The current Syrian refugee crisis poses ethical dilemmas about balancing our humanitarian desires with a justifiable concern for public safety. Unfortunately, your editorial “ISIS is our enemy, not the refugees fleeing them” and Douglas Bloomfield’s “Scapegoating Syrian refugees an awfully familiar tune” (Nov. 20) are dismissive of the public safety side of the moral equation.

There seems to be the belief that the distinction between victims and aggressors in Syria is easy to draw. However, we must recognize that the militant Islamist ideology is increasingly common among the Muslim populations of the region and that identifying its adherents is no simple task. Bloomfield did note that one of the Paris terrorists seems to have been a Syrian refugee and then dismissed the implications of this fact. The recent shouts of “Allahu Akbar” during a moment of silence for the Paris victims at a soccer match in Istanbul should give us pause. The references to our own circumstances during the Holocaust, however understandable, only obscure this critical point and make reasonable judgment more difficult.

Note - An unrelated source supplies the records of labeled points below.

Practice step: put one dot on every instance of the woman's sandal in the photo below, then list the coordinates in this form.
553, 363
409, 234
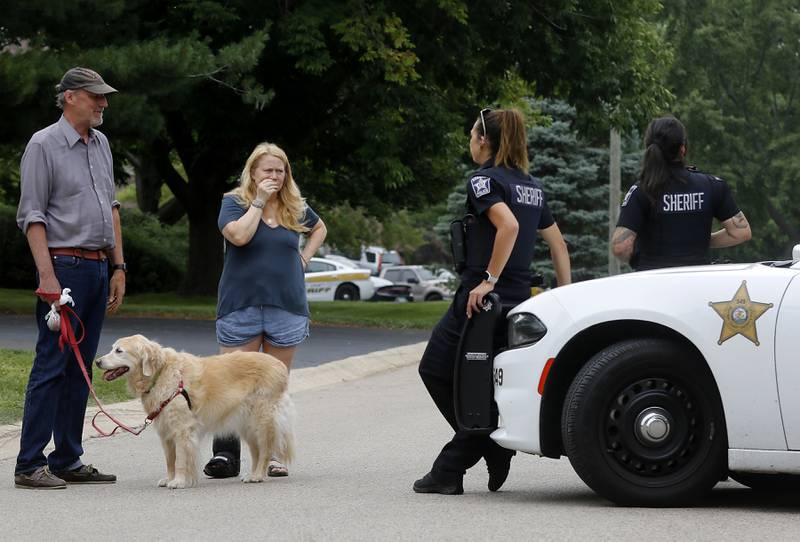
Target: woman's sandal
222, 465
276, 469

Your “…the vetting process is extremely rigorous. Americans should not only feel assured by this thorough process, they should be eager to see us get on with it” doesn’t square with the recent congressional testimony of FBI Director James Comey. After pointing out the severe limitations of our databases on Syria, he concluded, “I can’t sit here and offer anybody an absolute assurance that there’s no risk associated with this.”

In an age of expanding terrorism with a strike in the United States their most coveted goal, caution is in order. The first responsibility of any government is the protection of its citizens. The editorial and the op-ed would have been far more credible if they had taken our national security and public safety interests more seriously.

Steve Astrachan   |   Pleasant Hill

 

Pointing fingers at the victims

Imagine the uproar if anyone in the EU dared suggest that Parisians themselves were responsible for Islamic State’s rampage. Or if Malians were behind the attack on Mali.

   Yet there’s no outrage as Palestinian Authority leader Mahmoud Abbas blames Israel for the Palestinians who stab, shoot and drive into crowds of civilians in order to kill Jews. And there’s no uproar, either, when Sweden’s foreign minister also suggests that Israel is responsible not only for the Palestinian attacks on Israelis but also for Islamic State’s attacks in France.

It seems journalists and governments refuse to see the direct connection between Palestinian terrorists in the Jewish state and Islamic State terrorists in Europe or Africa.

June Brott   |   Walnut Creek

 

Coexistence elusive, even in the Bay Area

One sentence in Sue Fishkoff’s column “Reciting each other’s prayers — it’s a start” (Nov. 13) goes to the root of the dead-ended Israeli-Palestinian conflict: “The crowd was overwhelmingly Jewish, and I was hard-pressed to find any of the Muslims Antepli claimed were sitting among us.” It was supposed to be a Jewish-Muslim event led by Donniel Hartman and Imam Abdullah Antepli, both from the Jerusalem-based Hartman Institute.

If Muslims in the tolerant and diverse San Mateo community cannot bring themselves to sit next to Jews and discuss Middle East coexistence, what can be expected from the Arabs inside and outside of Israel who are endlessly fed vile anti-Semitic propaganda?